The best ensemble in terms of performance is the one obtained from a bagging of NB and k-NN. The Averaged Gini Index on 6 splits is 74.9% and on the initial test sample the Averaged Gini Index is 86.5%. Figure 11 shows the performance obtained on Split 1, having Averaged Gini Index equals 50%, with Gini Indices -22.2%, 76.8%, 86.0% respectively on Classes F, G and W. On a different split, the ensemble formed by a bagging of NB and k-NN on Dataset 1 at stage 20% gives Gini Indices 77.8%, 53.6% and 48.0% respectively on Classes F, G and W. This proves that the performance heavily depends on the split. In general, when we add the new three features (obtaining Dataset1 at stage 50%), the performance improves on classes G and W whereas it gets much worse for class F.

The confusion matrix obtained is the following:

Table 13: Dataset 1 - Stage 50% Ensemble (NB and k-NN) Confusion Matrix

\tau_{F}=0.10,\tau_{G}=0.29,\tau_{W}=0.88

	F	G	W
F	0	2	1
G	0	7	0
W	1	1	3

Table 14 illustrates the performances of the ensemble learner in terms of precision, recall, F-measure and false positive rate per class and on average. These quantities depend on the thresholds $\tau_{F}$ , $\tau_{G}$ and $\tau_{W}$ and the way we defined the predictions. The Accuracy is 66.7%. Again, the bagging ensemble outperforms all of the base learners used to create it despite it potentially being low. This is due to the fact that the dataset itself is small and hence did not have enough instances for the ensemble to learn from. Note that we cannot compute the F-measure for class F as Precision and Recall are zero.

Table 14: Dataset 1 - Stage 50% - Ensemble Performances

	Precision	Recall	F-measure	False Positive Rate
F	0.00	0.00	-	1.00
G	1.00	0.70	0.82	0.30
W	0.60	0.75	0.67	0.25
Avg	0.53	0.48	-	0.52

It is worth noting that the low average Gini index can be attributed to 2 main reasons:

•

This dataset is a small dataset.
•

The Fair class is highly correlated with the Good students class. Hence, this is causing some confusion to the models being trained.

This is further highlighted by the large false positive rate obtained for the Fair class.

8.3 Results: Dataset 2 - Stage 20%

The ensemble learner selected for Dataset 2 at Stage 20% is formed by bagging of NB, k-NN, LR, NN2, and SVM-RBF. For instance, we show the results corresponding to the initial test sample. For each class, we normalized the scores obtained by the five baggings of models on the test sample in order to make these probabilities comparable, then we averaged them. The performances obtained are shown in Figure 12.

Classes G, F, W have Gini Indices equal to 48.1%, 38.6% and 99.7% respectively.
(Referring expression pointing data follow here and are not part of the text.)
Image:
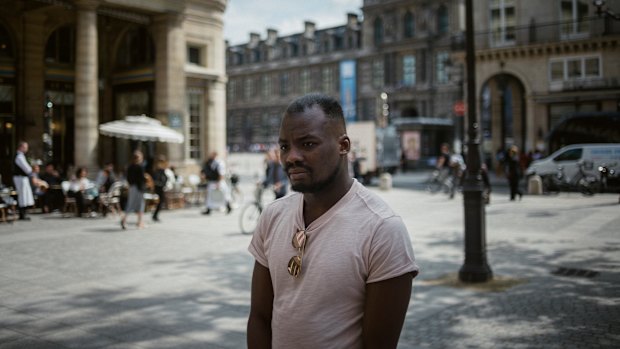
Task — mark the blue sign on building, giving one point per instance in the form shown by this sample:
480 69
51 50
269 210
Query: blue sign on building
347 90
The confusion matrix associated is shown in Table 15.

Table 15: Dataset 2 - Stage 20% Ensemble (NB,k-NN,LR,NN2,SVM) Confusion Matrix

\tau_{F}=0.12,\tau_{G}=0.62,\tau_{W}=0.40

	F	G	W
F	5	11	1
G	5	120	0
W	0	0	2

Furthermore, Table 16 illustrates the performances of the ensemble learner in terms of precision, recall, F-measure and false positive rate per class and on average. These quantities depend on the thresholds $\tau_{F}$ , $\tau_{G}$ and $\tau_{W}$ and the way we defined the predictions. The Accuracy is 88.2%, which is very good compared with respect to the performances obtained for Dataset 1. In a similar fashion to Dataset 1, the bagging ensemble outperforms the base learners in terms of classification accuracy.
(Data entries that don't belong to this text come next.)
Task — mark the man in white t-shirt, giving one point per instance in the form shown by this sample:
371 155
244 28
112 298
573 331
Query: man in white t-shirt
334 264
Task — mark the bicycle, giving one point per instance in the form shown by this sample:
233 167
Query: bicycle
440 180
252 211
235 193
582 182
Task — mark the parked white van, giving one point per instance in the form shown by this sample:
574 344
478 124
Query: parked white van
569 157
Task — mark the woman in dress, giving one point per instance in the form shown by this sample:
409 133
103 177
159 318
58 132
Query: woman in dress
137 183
Table 16: Dataset 2 - Stage 20% - Ensemble Performances

	Precision	Recall	F-measure	False Positive Rate
F	0.29	0.50	0.37	0.50
G	0.96	0.92	0.94	0.08
W	1.00	0.67	0.80	0.33
Avg	0.75	0.69	0.70	0.31

8.4 Results: Dataset 2 - Stage 50%

The ensemble learner selected for Dataset 2 at Stage 50% is formed by a bagging of LR models only. The performances obtained on the initial test sample are shown in Figure 13. On average, almost all the ensembles we constructed have very good performances and are statistically significant. The ensemble we selected is very robust on every split.
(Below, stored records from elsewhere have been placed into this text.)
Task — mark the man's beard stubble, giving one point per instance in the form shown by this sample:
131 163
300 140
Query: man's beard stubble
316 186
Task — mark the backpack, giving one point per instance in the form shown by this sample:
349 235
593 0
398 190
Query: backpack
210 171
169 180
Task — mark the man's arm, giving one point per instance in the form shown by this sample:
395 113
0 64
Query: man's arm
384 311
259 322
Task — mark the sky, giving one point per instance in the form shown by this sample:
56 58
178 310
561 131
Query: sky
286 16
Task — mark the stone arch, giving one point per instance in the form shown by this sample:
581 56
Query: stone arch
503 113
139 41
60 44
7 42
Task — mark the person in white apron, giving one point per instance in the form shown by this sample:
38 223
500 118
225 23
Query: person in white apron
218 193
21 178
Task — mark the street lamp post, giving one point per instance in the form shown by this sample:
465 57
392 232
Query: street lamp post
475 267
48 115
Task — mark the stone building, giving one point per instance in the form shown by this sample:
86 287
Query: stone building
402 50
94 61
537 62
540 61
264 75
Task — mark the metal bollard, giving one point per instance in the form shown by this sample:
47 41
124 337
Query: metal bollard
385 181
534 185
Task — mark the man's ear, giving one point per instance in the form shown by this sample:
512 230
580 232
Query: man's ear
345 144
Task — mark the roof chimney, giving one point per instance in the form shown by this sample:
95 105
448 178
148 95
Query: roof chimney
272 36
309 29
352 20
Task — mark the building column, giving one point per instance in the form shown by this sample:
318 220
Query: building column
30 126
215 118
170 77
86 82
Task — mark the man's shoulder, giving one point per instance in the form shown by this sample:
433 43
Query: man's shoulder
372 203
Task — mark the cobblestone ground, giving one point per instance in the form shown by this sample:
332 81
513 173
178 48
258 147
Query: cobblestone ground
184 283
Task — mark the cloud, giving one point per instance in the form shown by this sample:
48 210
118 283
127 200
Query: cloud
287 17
Classes G, F, W have Gini Indices equal to 92.3%, 90.7% and 99.3% respectively.
The confusion matrix obtained is the following:

Table 17: Dataset 2 - stage 50% Ensemble (LR) Confusion Matrix

\tau_{F}=0.12,\tau_{G}=0.62,\tau_{W}=0.30

	F	G	W
F	11	5	1
G	3	122	0
W	1	0	1

Table 18 illustrates the performances of the ensemble learner in terms of precision, recall, F-measure and false positive rate per class and on average. These quantities depend on the thresholds $\tau_{F}$ , $\tau_{G}$ and $\tau_{W}$ and the way we defined the predictions. The Accuracy is 93.1%. Again, the bagging ensemble at this stage also outperforms the base learners in terms of classification accuracy.

Table 18: Dataset 2 - Stage 50% - Ensemble Performances

	Precision	Recall	F-measure	False Positive Rate
F	0.65	0.73	0.69	0.27
G	0.98	0.96	0.97	0.04
W	0.50	0.50	0.50	0.50
Avg	0.71	0.73	0.72	0.27

8.5 Performance Comparison With Base Learners

Table 19 shows the classification accuracy of the different base learners in comparison with the average accuracy across the 256 splits of the bagging ensemble. It can be seen that the bagging ensemble on average outperforms all of the base learners at the two course delivery stages for both datasets. This is despite the fact that some of the splits may have had poor distribution which often leads to lower classification accuracy of the ensemble. This further highlights and emphasizes the effectiveness of the proposed ensemble in accurately predicting and identifying students who may need help.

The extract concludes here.